Il n’y a par ailleurs pas lieu de suspendre la présente procédure jusqu’à la prise de décision de l’OAI, dans la mesure où les décisions de l’assurance-invalidité, respectivement de l’assurance-chômage, n’ont aucun effet obligatoire pour l’autre assurance, ces deux assurances n’étant pas des branches d’assurances complémentaires (TF 9C_131/2010 du 6 octobre 2010 consid. 6).

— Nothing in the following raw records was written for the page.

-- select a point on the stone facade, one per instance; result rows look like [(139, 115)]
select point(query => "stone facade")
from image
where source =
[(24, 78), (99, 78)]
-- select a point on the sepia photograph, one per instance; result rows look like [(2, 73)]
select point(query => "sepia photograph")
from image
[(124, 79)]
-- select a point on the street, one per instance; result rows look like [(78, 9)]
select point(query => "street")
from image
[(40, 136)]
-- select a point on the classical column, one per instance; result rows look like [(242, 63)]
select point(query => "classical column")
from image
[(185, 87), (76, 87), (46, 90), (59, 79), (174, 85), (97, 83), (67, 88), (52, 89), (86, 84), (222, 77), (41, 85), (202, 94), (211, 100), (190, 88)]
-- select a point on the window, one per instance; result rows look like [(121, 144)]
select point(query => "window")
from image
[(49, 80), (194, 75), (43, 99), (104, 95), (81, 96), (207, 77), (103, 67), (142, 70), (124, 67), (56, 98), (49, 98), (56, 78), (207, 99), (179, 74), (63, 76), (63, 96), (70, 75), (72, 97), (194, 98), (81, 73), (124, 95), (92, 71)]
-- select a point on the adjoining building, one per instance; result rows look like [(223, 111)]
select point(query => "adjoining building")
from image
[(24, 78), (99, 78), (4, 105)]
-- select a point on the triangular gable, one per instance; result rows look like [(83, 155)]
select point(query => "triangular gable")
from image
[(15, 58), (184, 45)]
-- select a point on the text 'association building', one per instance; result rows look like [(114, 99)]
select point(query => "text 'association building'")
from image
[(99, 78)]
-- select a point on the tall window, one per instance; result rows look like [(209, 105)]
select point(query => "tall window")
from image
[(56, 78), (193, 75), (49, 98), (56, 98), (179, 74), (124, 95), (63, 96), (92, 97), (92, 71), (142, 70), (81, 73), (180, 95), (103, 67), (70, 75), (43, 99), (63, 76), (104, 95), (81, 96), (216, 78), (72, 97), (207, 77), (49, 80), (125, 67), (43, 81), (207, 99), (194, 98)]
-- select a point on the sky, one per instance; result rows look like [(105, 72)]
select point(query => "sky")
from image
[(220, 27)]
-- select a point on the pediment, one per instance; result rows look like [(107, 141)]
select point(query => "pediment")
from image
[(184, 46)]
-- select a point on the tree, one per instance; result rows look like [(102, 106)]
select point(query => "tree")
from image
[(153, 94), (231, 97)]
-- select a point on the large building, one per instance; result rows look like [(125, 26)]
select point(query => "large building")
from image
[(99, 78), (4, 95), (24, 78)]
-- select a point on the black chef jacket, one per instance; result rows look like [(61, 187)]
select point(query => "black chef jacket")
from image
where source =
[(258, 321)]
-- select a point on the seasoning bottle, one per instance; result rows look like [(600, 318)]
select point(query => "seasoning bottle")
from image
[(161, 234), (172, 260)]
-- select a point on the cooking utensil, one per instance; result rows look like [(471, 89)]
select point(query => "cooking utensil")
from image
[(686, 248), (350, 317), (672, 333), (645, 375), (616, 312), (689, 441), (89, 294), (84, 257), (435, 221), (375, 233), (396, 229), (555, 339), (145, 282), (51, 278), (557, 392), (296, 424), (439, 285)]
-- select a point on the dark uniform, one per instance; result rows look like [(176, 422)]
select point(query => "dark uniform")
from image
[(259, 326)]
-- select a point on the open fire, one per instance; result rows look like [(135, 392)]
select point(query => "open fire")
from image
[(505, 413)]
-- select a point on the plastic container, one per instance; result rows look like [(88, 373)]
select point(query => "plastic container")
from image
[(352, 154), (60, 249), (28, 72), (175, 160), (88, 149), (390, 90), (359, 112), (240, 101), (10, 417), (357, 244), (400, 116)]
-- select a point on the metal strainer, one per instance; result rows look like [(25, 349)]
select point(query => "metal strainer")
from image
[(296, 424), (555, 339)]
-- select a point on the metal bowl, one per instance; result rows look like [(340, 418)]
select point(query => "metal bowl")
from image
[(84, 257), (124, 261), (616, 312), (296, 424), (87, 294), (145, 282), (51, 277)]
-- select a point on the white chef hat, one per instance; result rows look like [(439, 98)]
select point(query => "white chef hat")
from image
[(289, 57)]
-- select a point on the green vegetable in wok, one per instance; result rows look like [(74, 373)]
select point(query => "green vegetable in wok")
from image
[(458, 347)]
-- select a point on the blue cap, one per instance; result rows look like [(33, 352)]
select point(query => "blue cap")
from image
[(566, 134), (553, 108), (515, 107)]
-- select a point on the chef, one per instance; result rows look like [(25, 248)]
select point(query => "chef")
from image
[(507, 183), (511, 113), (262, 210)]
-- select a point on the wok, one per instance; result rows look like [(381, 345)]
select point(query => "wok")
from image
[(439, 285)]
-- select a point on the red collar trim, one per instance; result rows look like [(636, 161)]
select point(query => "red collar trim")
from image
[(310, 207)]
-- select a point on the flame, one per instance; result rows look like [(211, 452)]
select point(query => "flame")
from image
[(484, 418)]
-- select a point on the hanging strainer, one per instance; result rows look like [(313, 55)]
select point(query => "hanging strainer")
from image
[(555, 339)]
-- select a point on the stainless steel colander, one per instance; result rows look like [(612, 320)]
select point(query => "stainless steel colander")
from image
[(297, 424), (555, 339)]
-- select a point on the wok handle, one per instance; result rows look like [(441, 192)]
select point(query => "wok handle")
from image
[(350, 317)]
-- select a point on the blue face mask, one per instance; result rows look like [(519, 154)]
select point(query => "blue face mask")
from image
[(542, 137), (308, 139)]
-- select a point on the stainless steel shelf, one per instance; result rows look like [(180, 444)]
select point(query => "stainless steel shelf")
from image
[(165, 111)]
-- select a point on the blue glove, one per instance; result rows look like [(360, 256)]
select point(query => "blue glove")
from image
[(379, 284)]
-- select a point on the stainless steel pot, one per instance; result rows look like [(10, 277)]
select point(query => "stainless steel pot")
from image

a) Au vu de ce qui précède, le recours, mal fondé, doit être rejeté, et la décision attaquée confirmée.

b) Il n’y a pas lieu de percevoir de frais judiciaires, la procédure étant gratuite (art. 61 let. a LPGA), ni d’allouer de dépens, dès lors que le recourant n’obtient pas gain de cause (art. 61 let. g LPGA et art. 55 al. 1 LPA-VD).

Par ces motifs, la Cour des assurances sociales prononce :

I. Le recours est rejeté.

II. La décision sur opposition rendue le 17 décembre 2015 par le Service de l’emploi, Instance juridique chômage est confirmée.

III. Il n’est pas perçu de frais judiciaire, ni alloué de dépens.

La présidente : La greffière :

Du

L'arrêt qui précède, dont la rédaction a été approuvée à huis clos, est notifié à :

‑ DAS Protection juridique SA (pour Z.________), ‑ Service de l’Emploi, Instance juridique chômage,

Secrétariat d’Etat à l’économie,

par l'envoi de photocopies.

Le présent arrêt peut faire l'objet d'un recours en matière de droit public devant le Tribunal fédéral au sens des art. 82 ss LTF (loi du 17 juin 2005 sur le Tribunal fédéral ; RS 173.110), cas échéant d'un recours constitutionnel subsidiaire au sens des art. 113 ss LTF. Ces recours doivent être déposés devant le Tribunal fédéral (Schweizerhofquai 6, 6004 Lucerne) dans les trente jours qui suivent la présente notification (art. 100 al. 1 LTF).